Wojcik has not attended classes at University of Mississippi, let alone set foot on American soil. Despite this, she decided to make the pilgrimage to Oxford to see the Grove and Ole Miss play for herself. She planned to come to the Rebels vs. Razorbacks game. She booked her tickets and counted down days for four whole months. This journey included a 14-hour-flight to Los Angeles then a seven hour stop-over with a connecting flight to Memphis. She arrived in Memphis, too exhausted to move from the jet lag.
“Imagine that! My first ever Rebels home game and I couldn’t go,” she said, “I pulled up the game schedule and figured with some clever work I could get to the game against Troy. Sure, it wasn’t a big game, but a game nonetheless.”
She phoned her airline and paid $350 to change flights. She picked up end zone tickets for $4 off Stub Hub. The “Game Day Attempt No. 2” arrived with rainy clouds.
“I was still determined to go, much to my boyfriend’s disappointment,” she said, “You’d think at this point everything would go to plan, right? Try getting 40 minutes out of Memphis and realizing I left the tickets behind.”
When she was finally back on the road she started to feel the football fever. Universities in Australia were “purely academic, not sport.” She saw gas stations and roadside stops blazing red and blue with Ole Miss colors.
“It was everywhere right down to the bumper stickers and license plates,” she said.
She arrived to the campus wearing her “Ole Miss finest” dress despite the heavy storm. As she walked along the campus streets, she fell in love.
“Nothing can put into words how beautiful Ole Miss is — the architecture, the trees, and looming in the distance was the Vaught-Hemingway stadium,” she said dreamily. “And everywhere I went, when anyone heard me talk and heard the Aussie accent, it was like they went above and beyond to showcase the whole experience.”

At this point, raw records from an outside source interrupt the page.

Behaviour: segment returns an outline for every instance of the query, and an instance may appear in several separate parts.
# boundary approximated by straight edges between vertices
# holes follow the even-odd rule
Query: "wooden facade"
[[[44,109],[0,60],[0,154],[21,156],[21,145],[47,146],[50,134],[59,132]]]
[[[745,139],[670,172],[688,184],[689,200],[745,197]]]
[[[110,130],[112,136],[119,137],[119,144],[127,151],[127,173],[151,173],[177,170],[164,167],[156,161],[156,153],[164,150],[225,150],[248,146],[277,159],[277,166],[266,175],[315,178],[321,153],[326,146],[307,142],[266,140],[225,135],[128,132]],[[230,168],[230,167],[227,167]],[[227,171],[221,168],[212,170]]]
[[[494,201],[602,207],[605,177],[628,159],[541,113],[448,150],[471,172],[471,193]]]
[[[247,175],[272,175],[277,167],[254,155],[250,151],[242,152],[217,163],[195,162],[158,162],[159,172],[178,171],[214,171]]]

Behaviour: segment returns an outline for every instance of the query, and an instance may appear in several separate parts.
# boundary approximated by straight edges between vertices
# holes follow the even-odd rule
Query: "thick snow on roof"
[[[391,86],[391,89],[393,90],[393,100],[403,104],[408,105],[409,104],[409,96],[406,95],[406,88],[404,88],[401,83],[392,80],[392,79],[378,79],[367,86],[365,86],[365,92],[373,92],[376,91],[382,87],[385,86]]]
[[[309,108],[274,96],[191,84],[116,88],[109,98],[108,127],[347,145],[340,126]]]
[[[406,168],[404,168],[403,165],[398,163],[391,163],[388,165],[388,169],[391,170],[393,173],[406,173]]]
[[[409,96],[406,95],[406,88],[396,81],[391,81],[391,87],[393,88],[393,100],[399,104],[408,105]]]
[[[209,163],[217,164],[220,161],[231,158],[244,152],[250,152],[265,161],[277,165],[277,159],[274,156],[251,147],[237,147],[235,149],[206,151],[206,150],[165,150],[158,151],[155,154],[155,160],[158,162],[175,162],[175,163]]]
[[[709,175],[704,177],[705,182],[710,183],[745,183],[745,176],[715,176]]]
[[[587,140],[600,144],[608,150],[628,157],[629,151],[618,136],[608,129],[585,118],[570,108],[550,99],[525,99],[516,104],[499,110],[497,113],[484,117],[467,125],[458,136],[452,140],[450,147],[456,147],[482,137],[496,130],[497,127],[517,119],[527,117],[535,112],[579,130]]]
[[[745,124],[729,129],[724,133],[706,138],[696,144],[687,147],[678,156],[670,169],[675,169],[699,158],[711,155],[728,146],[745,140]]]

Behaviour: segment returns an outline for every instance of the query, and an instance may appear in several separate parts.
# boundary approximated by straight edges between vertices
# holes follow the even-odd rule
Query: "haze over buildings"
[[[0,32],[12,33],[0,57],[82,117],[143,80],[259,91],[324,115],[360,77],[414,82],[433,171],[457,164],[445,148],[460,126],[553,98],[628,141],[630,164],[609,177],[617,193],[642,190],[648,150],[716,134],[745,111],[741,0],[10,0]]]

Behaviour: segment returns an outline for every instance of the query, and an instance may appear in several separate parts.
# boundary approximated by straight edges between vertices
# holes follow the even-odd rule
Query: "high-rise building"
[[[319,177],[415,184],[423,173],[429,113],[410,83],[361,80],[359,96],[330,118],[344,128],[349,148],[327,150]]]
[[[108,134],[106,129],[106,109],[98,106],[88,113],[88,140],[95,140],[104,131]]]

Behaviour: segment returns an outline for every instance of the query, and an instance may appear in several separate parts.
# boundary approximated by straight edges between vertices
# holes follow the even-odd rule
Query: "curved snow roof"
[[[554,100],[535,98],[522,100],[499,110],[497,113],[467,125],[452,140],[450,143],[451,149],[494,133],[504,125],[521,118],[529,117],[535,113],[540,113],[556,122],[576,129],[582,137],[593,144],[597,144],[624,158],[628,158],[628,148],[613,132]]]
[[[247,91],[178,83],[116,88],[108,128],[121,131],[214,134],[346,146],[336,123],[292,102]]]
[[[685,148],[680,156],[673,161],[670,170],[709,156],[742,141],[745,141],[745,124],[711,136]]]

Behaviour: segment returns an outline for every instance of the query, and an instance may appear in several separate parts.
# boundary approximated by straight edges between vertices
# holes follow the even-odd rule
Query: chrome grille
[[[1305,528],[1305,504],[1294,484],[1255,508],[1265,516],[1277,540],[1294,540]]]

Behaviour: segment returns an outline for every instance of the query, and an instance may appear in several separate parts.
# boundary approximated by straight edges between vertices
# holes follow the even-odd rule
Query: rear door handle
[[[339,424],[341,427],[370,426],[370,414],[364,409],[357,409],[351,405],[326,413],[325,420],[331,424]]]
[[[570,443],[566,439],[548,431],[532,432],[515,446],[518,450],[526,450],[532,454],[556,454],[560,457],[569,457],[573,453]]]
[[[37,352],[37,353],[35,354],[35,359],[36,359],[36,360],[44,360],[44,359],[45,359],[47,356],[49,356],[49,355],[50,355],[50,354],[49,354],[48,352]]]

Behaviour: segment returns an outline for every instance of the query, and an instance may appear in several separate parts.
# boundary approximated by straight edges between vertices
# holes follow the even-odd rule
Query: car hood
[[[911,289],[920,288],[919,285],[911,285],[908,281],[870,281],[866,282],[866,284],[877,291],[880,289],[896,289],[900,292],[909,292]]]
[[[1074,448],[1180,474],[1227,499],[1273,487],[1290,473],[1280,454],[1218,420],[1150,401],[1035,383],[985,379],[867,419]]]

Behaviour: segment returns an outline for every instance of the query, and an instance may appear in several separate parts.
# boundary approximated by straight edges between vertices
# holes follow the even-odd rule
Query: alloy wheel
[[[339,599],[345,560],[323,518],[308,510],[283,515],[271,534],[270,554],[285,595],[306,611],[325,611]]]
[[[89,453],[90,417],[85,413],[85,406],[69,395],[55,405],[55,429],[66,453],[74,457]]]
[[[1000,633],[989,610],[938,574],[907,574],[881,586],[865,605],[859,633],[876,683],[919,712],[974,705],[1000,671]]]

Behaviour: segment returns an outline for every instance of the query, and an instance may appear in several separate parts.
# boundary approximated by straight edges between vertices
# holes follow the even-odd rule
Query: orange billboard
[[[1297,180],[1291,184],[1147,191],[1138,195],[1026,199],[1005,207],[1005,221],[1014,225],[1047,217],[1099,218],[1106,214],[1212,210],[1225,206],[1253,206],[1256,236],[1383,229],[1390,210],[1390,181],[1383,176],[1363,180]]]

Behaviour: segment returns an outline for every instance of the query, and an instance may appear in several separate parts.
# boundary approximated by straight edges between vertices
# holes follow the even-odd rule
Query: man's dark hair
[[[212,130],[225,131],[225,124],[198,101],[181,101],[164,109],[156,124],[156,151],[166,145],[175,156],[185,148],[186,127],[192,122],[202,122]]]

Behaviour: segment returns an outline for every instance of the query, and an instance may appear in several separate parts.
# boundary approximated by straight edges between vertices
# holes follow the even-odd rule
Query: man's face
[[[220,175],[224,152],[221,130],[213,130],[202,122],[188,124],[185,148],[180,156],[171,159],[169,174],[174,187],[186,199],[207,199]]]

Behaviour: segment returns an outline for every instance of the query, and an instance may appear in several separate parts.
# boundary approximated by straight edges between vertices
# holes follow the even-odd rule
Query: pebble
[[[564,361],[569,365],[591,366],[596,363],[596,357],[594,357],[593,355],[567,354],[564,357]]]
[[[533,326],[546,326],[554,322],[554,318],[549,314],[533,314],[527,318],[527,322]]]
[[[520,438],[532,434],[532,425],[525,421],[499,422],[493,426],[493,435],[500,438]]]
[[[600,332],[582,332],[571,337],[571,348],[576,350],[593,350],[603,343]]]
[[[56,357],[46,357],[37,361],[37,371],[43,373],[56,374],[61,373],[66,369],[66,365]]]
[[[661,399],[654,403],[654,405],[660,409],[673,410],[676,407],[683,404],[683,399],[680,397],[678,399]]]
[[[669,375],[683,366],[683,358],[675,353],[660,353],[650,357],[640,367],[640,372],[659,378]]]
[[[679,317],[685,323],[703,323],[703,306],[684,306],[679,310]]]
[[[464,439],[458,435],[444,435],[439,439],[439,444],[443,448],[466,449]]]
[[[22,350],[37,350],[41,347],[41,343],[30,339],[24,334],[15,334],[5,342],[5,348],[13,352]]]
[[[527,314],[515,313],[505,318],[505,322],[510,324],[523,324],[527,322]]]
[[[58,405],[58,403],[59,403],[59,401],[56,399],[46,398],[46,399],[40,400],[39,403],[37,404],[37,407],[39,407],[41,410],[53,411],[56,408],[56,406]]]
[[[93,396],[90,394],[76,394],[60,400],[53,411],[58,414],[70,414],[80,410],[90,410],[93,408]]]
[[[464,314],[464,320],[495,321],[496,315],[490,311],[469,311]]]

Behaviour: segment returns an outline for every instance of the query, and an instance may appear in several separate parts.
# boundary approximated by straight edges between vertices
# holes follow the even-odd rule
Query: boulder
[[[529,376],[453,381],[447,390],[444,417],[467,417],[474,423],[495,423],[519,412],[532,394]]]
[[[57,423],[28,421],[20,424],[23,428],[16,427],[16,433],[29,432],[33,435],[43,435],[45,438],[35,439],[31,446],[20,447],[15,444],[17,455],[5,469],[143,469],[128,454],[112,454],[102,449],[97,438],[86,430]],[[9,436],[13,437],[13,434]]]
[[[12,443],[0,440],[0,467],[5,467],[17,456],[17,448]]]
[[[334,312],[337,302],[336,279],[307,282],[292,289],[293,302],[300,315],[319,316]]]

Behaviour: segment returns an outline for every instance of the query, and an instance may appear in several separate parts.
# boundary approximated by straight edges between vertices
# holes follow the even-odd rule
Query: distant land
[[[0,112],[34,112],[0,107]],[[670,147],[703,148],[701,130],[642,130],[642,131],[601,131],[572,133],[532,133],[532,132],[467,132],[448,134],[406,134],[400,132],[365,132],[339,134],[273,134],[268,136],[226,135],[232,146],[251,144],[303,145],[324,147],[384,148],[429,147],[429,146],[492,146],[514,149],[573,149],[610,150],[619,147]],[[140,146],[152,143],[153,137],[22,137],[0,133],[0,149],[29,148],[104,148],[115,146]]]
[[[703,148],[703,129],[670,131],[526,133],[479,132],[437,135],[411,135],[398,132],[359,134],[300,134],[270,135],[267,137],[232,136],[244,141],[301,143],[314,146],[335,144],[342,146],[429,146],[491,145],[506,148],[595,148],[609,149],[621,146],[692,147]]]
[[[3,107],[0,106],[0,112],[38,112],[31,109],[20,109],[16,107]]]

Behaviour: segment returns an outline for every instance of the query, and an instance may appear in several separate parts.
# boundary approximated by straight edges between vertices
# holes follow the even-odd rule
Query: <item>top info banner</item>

The Grove was spectacular to her, but the crown jewel of her Oxford experience was the game.
“Nothing beats the game itself,” Wojcik said. “To see Bo Wallace throw the ball, to watch Treadwell score two touchdowns, to watch Logan and Moncrief in action. That was what drew me from the other side of the planet to Oxford, Mississippi.
“The spirit of Rebel Nation to me didn’t come alive until I was sitting inside the Vaught and feeling it, and it’s hard to describe what that feeling is. It’s more than just supporting a football team, it’s about being a part of an Ole Miss family. I felt a little teary-eyed at the end of that day driving back to Memphis and another 9,000 miles journey home. Loving this team would never be quite the same for me (since that trip).”